The FDASIA Workgroup, a coalition of healthcare stakeholders including members of the mHealth industry, governmental agencies, and patient safety advocates, released its final recommendations to the HIT Policy Committee last week regarding the regulation of the mobile health industry. The workgroup’s report clearly stated that the FDA should hasten the completion of its long-awaited guidance framework, promised in 2011 to a slew of eager developers, manufacturers, and vendors.
At its meeting on September 4, the Health IT Policy Committee, which advises HHS through the ONC, accepted the draft recommendations of the FDASIA and agreed to pass on the information to the FDA, ONC, and FCC for further action. The workgroup’s report states that the “FDA should expedite guidance on HIT software, mobile medical apps and related matters,” and explains that the preliminary report includes “current regulatory frameworks, potential new approaches and deficiencies, ambiguities and duplication in current frameworks,” as well as “what we believe will be helpful to promote innovation in both the short and long term and maintain patient safety.”
The FDASIA’s recommendations for the regulation of mHealth, home monitoring equipment, and other medical devices includes the suggestion that most health IT devices should not be subject to FDA regulations unless they fall under the specific category of “medical device accessories” or perform certain high-risk functions, including clinical decision support, that should be under government oversight. The workgroup notes that the FDA should take a collaborative approach for post-market surveillance that includes stakeholder input and cooperation with other federal agencies.
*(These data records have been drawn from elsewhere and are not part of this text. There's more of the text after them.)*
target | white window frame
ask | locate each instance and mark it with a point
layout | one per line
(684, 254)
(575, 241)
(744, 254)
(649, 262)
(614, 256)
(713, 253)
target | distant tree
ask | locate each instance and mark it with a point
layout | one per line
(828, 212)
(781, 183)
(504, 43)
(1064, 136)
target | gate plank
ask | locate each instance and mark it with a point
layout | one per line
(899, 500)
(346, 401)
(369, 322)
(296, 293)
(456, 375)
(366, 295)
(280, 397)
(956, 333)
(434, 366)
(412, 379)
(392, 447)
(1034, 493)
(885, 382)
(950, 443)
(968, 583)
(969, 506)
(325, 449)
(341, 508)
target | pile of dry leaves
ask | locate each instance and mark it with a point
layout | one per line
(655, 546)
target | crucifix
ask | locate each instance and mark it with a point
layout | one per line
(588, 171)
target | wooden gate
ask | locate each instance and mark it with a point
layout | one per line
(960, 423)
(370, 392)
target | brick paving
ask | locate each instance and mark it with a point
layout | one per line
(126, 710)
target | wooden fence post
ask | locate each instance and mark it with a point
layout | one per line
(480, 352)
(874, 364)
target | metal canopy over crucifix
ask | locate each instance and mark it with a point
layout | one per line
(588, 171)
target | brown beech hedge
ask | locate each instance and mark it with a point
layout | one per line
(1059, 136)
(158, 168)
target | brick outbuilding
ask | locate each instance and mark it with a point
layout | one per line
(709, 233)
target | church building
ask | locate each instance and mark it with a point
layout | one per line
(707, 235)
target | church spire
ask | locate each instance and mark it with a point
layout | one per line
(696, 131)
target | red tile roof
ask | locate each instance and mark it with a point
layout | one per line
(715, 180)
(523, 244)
The committee also proposes that the FDA periodically review its frameworks and rulings as technology advances and products change in function and scope, as well as encouraging the Agency to establish a firmer line between “wellness” products and more clinically rigorous apps and devices.
“It is incredibly important for companies to understand if their app will not be regulated,” states a position paper from the mHealth Regulatory Coalition (MRC) urging the FDA to speed the release of official regulatory guidance. “Right now, many companies are sitting on the sidelines and not developing higher risk apps because the rules are unclear. They do not want to invest in developing a quality system, taking the time to develop evidence, and submitting that evidence to FDA as needed, if their competition is going to be able to undercut them by not investing in FDA compliance. The final guidance will clarify those higher risk apps that are subject to FDA regulation and help level the playing field for companies in that segment.”